= Action assembly theory =

Action assembly theory is a communication theory that emphasizes psychological and social influences on human action. The goal is to examine and describe the links between the cognition and behavior – how an individual's thoughts get transformed into action. It was developed by John Greene.

== Definition ==
Action assembly theory describes the production of behavior in two essential processes:
- the retrieval of procedural elements from long-term memory, and
- the organization of these elements to form an output representation of action to be taken.

Action assembly theory seeks to explain message behavior (both verbal and nonverbal). It is a communication theory that emphasizes psychological and social influences on human action. The goal is to examine and describe the links between the cognition and behavior-how an individual's thoughts get transformed into action. According to the psychology wiki, action assembly theory describes the production of behavior in two essential processes: the retrieval of procedural elements from long-term memory, and the organization of these elements to form an output representation of action to be taken. For example, assembly is considered a top-to-bottom process that begins with more general strategy and goes to a more specific idea about communicating the specific message.

== Retrieval of procedural elements ==
The idea of procedural record is at the center of action assembly.
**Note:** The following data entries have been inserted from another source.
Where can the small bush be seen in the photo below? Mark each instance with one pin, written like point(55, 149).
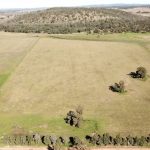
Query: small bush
point(74, 118)
point(118, 87)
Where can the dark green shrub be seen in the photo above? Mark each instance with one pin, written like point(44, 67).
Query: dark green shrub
point(118, 87)
point(74, 118)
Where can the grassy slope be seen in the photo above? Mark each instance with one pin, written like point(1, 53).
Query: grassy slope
point(52, 75)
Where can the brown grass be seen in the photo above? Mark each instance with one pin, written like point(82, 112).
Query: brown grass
point(58, 75)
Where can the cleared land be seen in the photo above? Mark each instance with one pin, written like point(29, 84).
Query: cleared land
point(57, 75)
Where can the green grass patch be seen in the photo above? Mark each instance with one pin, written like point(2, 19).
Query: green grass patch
point(45, 125)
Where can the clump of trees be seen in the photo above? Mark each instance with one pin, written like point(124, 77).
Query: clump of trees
point(141, 72)
point(74, 118)
point(73, 20)
point(54, 142)
point(118, 87)
point(106, 139)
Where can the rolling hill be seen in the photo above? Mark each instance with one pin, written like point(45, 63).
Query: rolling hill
point(70, 20)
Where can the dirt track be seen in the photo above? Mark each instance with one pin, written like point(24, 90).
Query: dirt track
point(44, 148)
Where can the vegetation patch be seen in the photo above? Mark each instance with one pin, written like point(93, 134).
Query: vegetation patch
point(3, 78)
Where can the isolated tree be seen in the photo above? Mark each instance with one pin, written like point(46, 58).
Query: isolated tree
point(141, 72)
point(74, 118)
These records contain information about action, outcomes, and situations. These records are locked in the individual's memory where it remembers past behaviors for the future.

A procedural record is at the center of action assembly. It is a personal nugget of truth about past behavior stockpiled for future use, part of an individual's memory system in which information about how to execute various behaviors is stored. Procedural records contain information about action, outcomes, and situations; for example, traveling at excessive speed (action) in a zone that specifies low speed limit (situation) can result in the issuance of a ticket (outcome).
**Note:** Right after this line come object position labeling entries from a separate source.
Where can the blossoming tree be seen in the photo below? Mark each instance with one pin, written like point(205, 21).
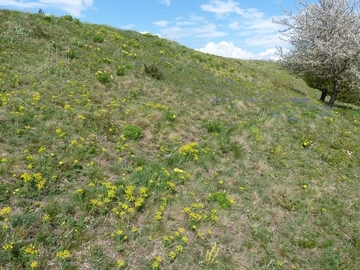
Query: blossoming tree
point(325, 45)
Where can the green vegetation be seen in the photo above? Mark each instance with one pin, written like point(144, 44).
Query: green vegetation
point(199, 162)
Procedural records have different levels of strength. Some are mere scratches that barely leave a trace in the mind, while others are well-worn into long-term memory.

A central aspect of the action assembly theory is specifying the processes that link procedural records to behavioral representations. The activation process is the process used to select particular procedural records. For example, if a parent disciplined a child for stealing, all procedural records relevant to this goal and situation would be activated. In turn, if a common disciplinary tactic was to take away toys and play items, a procedural record of that would be activated quickly.

== Organization of procedural elements ==
It is also important to consider the process of assembly, which organizes records into a behavioral representation. For example, assembly is considered a top-down process that begins with general strategy and goes to more specific ideas about communicating the specific message.

Action assembly theory has been useful for topics such as speech onset latency and hesitations during speaking. These concepts are assumed to be indicators of cognitive processing. Another use is the study of planning – individuals who plan more effectively are more fluent than those do not, because planning reduces the cognitive load at the time of message production.

When an interaction situation has multiple goals, the theory finds increased demands on an individual's information processing capacity. Assembly of goals may be difficult because a specific goal may be incompatible with behaviors associated with the other goals. In turn, multiple goal messages involve more speech hesitations and latencies. The utilization of Action Assembly theory can provide a clear opportunity to plan or assemble goals more careful to mitigate the effect.

== Use==
When an interaction situation has multiple goals, the theory finds increased demands on an individual's information processing capacity. Assembly of goals may be difficult because a specific goal may be incompatible with behaviors associated with each other goals. In turn, multiple goal messages involve more speech hesitation. The utilization of action assembly theory can provide a clear opportunity to plan or assemble goals more careful to ease the effect.